Post by kranker on Dec 10, 2005 17:58:41 GMT -4
Dateline to Air Stockgate Segment April 10th
by Mark Faulk
www.faulkingtruth.com/Articles/In...
After over a year of promises, postponements, and delays, Dateline finally confirmed today that they will air their report on the stock market scandal on Sunday, April 10th, at 7 pm ET. The segment, dealing with the scandal dubbed "Stockgate", has long been anticipated by advocates pushing for reform in the stock market, and was first confirmed by The Faulking Truth last June. This is an excerpt from that article:
"It's been called the biggest financial scandal in the history of the world, with incurred losses estimated by some experts at well over $1 trillion dollars. It's a scandal that involves over 1,200 offshore hedge funds, over 150 US brokers, and has already bankrupted over 7,000 US companies in the past six years. According to many of the lawsuits filed to date, the crooks include terrorist groups and organized crime syndicates. Sources say that this scandal, which involves an intricate system of selling electronic counterfeit shares of stock in an effort to destroy the market value of small publically traded companies by utilizing a method known as "naked short selling", will eventually implicate almost every major broker in America, all of the governing bodies that oversee trading, and will extend into Canada and Europe."

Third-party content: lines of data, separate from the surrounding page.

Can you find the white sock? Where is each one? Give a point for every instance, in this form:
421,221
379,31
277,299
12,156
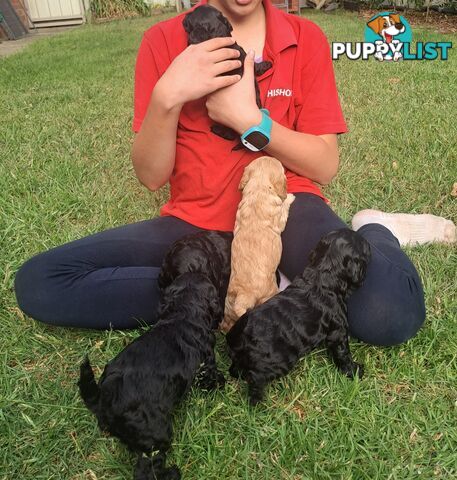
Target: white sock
408,228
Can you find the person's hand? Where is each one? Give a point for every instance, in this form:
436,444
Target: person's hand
235,106
194,73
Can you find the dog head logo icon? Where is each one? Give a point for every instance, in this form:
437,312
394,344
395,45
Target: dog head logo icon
388,31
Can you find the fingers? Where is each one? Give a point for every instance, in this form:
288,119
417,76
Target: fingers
223,54
216,43
226,66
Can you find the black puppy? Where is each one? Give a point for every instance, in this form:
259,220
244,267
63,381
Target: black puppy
206,22
139,389
268,341
206,252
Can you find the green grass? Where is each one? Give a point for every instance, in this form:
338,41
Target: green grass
66,110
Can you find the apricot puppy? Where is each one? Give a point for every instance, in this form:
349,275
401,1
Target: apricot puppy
256,247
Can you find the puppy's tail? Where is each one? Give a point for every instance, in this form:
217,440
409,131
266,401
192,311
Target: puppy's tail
88,388
148,468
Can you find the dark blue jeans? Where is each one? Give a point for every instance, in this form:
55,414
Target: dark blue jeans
108,280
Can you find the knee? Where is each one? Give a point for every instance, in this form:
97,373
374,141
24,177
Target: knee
30,286
387,318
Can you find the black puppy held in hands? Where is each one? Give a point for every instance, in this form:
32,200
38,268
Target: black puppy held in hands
139,389
267,341
205,23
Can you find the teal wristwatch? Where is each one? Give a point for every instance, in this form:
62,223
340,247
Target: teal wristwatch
258,136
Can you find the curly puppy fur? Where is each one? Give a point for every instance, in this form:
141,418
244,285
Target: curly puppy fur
206,22
257,247
139,388
267,342
205,252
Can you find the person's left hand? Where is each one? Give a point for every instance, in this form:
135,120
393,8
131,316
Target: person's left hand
235,106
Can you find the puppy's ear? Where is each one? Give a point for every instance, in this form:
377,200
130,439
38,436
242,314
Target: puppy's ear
227,25
187,23
376,25
395,17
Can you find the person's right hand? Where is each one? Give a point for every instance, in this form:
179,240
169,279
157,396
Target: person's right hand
194,73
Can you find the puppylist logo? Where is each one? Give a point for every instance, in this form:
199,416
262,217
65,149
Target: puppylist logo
388,37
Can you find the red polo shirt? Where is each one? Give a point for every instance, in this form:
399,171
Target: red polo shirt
299,91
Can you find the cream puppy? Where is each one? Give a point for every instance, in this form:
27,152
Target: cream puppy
256,247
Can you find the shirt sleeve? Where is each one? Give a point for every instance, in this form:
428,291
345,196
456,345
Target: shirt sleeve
146,77
320,110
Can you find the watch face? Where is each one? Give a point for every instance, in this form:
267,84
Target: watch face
258,139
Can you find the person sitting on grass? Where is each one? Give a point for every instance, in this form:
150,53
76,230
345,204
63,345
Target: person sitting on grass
109,280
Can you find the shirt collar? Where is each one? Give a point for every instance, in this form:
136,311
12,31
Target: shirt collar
281,36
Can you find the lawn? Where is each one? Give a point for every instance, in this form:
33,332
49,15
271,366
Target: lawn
66,110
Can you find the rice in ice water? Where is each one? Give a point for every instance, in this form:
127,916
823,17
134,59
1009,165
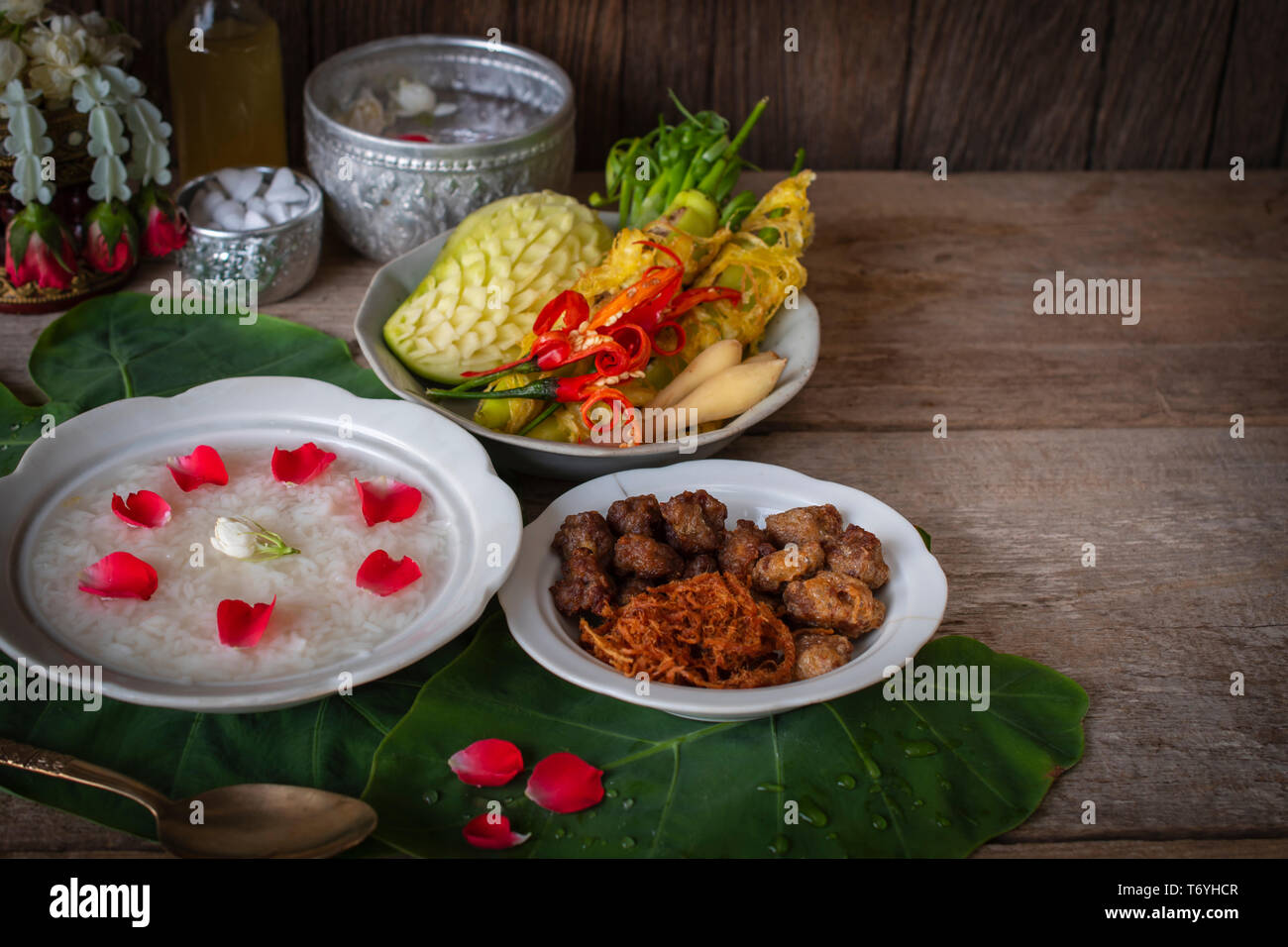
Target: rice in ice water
321,618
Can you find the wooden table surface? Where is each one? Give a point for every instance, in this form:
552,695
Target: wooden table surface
1061,431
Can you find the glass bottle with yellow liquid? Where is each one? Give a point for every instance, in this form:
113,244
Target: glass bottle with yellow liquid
226,86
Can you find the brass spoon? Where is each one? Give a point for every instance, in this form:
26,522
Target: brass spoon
246,821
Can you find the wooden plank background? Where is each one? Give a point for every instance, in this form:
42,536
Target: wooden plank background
877,84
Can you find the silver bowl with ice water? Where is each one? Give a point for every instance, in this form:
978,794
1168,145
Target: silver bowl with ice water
510,132
275,244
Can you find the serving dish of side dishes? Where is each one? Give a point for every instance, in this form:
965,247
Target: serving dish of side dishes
250,544
883,626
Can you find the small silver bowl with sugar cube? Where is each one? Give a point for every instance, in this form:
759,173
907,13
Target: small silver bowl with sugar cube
262,224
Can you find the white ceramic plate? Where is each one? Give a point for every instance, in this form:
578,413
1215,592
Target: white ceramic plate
914,596
793,333
413,446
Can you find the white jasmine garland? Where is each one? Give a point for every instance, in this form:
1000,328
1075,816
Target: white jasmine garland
27,144
12,60
107,142
58,56
150,155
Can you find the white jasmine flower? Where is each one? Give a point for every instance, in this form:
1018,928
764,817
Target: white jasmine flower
245,539
366,115
56,55
412,98
21,11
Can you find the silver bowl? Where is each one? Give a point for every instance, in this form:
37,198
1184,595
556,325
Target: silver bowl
387,196
281,258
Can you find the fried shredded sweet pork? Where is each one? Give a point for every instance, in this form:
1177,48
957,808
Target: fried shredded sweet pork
704,631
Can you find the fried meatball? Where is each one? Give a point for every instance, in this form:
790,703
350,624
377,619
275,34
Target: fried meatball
636,514
772,573
819,654
858,553
699,564
831,599
695,522
741,549
629,589
585,586
585,531
804,525
644,557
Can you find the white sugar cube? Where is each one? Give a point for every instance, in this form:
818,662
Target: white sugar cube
240,183
230,215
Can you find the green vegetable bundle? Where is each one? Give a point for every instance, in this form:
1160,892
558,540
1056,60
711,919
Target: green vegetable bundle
694,165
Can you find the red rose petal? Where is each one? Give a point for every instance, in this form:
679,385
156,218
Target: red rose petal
241,624
120,575
143,509
204,466
565,783
384,577
487,763
301,464
387,501
482,832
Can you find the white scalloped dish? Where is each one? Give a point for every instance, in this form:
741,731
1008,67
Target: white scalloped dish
325,631
914,596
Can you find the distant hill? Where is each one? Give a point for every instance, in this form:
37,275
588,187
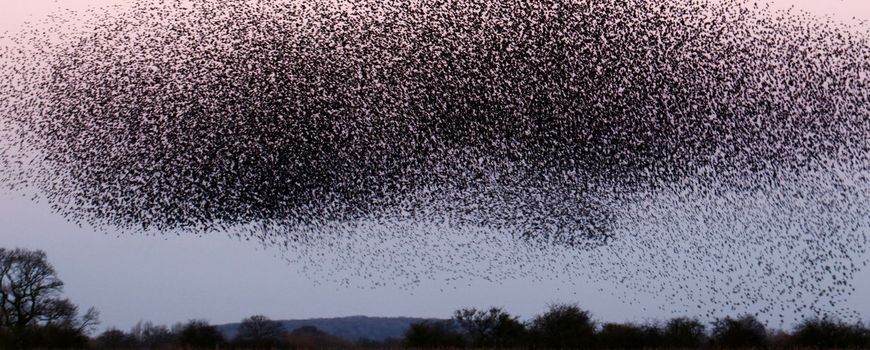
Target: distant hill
352,328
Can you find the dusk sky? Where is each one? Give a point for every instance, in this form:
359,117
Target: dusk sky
171,278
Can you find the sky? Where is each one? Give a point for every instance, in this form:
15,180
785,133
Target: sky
167,279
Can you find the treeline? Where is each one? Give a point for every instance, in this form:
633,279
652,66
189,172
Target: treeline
567,326
562,326
34,315
255,332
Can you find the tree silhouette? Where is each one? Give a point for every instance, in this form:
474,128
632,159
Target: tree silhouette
259,332
743,332
682,332
199,334
32,311
826,333
564,326
490,328
433,334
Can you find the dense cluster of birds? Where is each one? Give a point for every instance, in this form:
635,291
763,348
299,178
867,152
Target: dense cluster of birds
712,152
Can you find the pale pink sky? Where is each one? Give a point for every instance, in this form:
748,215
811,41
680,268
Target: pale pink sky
222,280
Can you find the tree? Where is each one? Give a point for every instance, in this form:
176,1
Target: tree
433,334
31,305
116,339
827,333
682,332
309,337
151,336
564,326
259,332
490,328
744,332
624,336
199,334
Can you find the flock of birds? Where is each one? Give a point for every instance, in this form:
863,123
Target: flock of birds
714,153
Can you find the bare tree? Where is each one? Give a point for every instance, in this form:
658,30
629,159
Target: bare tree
260,332
30,294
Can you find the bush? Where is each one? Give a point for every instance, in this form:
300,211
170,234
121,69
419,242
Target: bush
683,332
309,337
825,333
627,336
563,326
433,334
744,332
116,339
199,334
490,328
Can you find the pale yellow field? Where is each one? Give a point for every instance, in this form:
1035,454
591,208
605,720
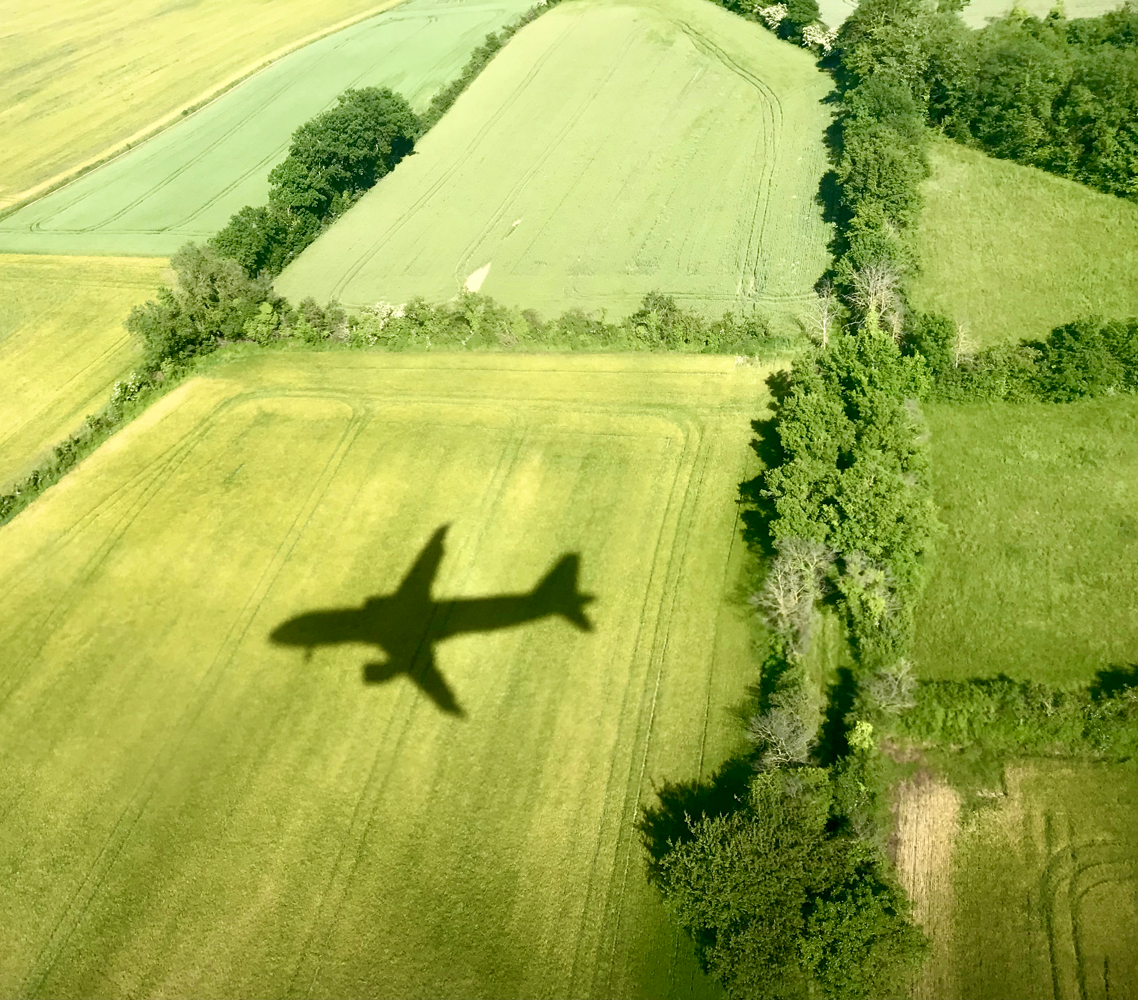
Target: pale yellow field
62,345
75,81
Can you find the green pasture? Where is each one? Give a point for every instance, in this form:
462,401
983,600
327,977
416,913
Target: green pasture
1046,887
610,149
189,809
1012,251
1037,572
62,345
76,80
186,183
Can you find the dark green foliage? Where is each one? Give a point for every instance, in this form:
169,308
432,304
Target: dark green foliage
332,160
442,101
1080,360
212,302
855,477
478,322
778,906
1015,718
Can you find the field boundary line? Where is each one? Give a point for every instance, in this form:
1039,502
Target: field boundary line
612,836
29,196
690,505
380,240
73,912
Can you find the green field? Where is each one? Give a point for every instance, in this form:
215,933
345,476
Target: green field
1046,889
62,345
189,809
186,183
1012,251
76,82
610,149
1037,572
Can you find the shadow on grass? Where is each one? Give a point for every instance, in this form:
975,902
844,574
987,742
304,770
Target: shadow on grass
406,624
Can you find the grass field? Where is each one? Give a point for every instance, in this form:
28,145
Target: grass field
190,809
609,150
62,345
1045,891
74,82
1037,572
189,180
1013,251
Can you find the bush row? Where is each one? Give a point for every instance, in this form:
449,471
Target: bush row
1016,718
332,160
1085,358
336,157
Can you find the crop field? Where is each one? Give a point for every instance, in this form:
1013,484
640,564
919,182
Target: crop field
186,183
224,770
75,83
1013,251
1046,887
610,149
62,345
1037,572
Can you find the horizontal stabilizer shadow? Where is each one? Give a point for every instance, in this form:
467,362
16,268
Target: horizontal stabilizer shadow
407,624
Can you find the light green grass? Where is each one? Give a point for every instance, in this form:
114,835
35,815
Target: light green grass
1013,251
189,810
610,149
62,345
1046,887
76,80
1037,572
186,183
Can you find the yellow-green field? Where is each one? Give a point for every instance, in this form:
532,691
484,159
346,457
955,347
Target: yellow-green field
75,81
62,345
1037,572
1013,251
187,182
1042,891
188,808
610,149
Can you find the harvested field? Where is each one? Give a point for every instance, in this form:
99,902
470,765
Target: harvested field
609,150
187,182
1047,887
199,798
62,345
928,817
1013,251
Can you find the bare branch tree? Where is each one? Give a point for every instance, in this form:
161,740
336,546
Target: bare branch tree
893,687
783,735
824,313
876,291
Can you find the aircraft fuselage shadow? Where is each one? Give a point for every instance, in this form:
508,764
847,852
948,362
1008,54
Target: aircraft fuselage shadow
406,625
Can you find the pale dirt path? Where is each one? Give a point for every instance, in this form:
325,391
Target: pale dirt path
928,815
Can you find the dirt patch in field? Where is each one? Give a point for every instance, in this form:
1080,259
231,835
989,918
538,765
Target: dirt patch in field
926,816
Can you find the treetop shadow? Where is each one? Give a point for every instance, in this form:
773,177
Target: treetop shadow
406,624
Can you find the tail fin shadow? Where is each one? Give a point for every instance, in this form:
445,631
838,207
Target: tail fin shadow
559,595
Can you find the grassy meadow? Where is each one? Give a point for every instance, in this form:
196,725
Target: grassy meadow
186,183
1013,251
1041,890
610,149
1037,572
188,809
62,345
75,82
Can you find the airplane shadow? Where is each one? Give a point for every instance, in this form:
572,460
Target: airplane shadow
406,625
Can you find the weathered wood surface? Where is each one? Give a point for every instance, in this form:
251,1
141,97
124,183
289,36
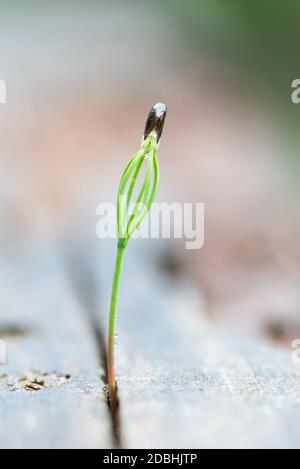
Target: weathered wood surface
50,388
185,382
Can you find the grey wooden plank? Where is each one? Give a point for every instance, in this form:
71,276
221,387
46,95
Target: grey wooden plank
69,411
186,382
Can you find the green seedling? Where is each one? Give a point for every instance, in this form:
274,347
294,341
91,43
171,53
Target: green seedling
130,216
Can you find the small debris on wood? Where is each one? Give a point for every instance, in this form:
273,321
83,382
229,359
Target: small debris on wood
282,332
33,380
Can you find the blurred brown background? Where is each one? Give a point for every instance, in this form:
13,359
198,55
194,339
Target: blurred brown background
81,77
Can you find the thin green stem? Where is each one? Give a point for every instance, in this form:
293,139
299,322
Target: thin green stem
128,223
112,321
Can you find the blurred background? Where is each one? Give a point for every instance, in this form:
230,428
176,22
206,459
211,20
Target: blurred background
81,78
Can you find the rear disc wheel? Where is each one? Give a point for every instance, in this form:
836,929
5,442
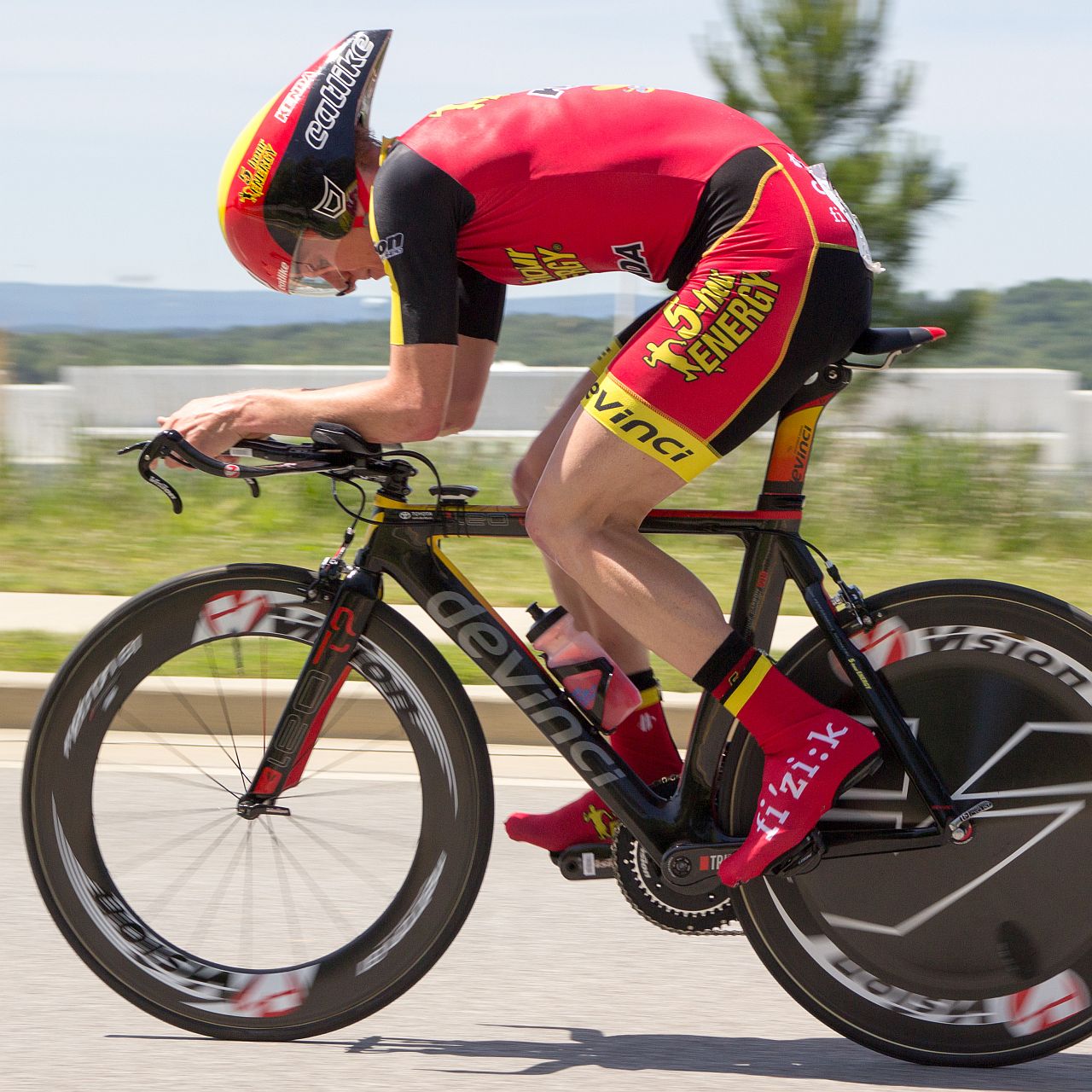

Sources at the time told us that the Dateline story contained information that would "blow the roof off of this scandal", and that Dateline had already filmed over 100 hours of explosive footage, with interviews from class action attorneys John O'Quinn (of the Houston law firm of O’Quinn, Laminack and Pirtle), and Wes Christian (of Christian, Smith, Wukoson and Jewell), who along with the law firm of Heard, Robins, Cloud, Lubel & Greenwood, who are representing clients in dozens of lawsuits filed against the SEC, the DTCC, and several of the country's largest brokerage firms.
"What's Up With The SEC?"
Since that time, we have learned that officials from both the SEC and DTCC have been interviewed by Dateline, and numerous other recent developments have (at long last) triggered a frenzy of media coverage over the past few weeks. In addition to that, ads have been taken out in several major newspapers, and the roles of hedge funds, who specialize in shorting stocks, have been brought into question in other fraudulent schemes as well. In fact, in an ad in today's op-ed section of the New York Times (March 28, 2005), in an editorial entitled "What's Up With The SEC?" the conservative Washington Legal Foundation ( www.wlf.org/ ), blasts the SEC for "sitting on several complaints of misconduct filed by the Washington Legal Foundation, and supported by the U.S. Chamber of Commerce, detailing examples of questionable stock manipulation by short sellers and class action attorneys". According to WLF Chairman Daniel J. Popeo, in one case, information about a class action lawsuit was leaked to short sellers who, in turn, made a huge profit by shorting the stock before the information was made public. Popeo also claims that "in other cases, short sellers and trial lawyers dish dirt about a targeted company to financial reporters, analysts, and regulators, and the damaging news sends the stock price plummeting, thereby forcing the company to settle. Short sellers then reap the profit when the stock drops."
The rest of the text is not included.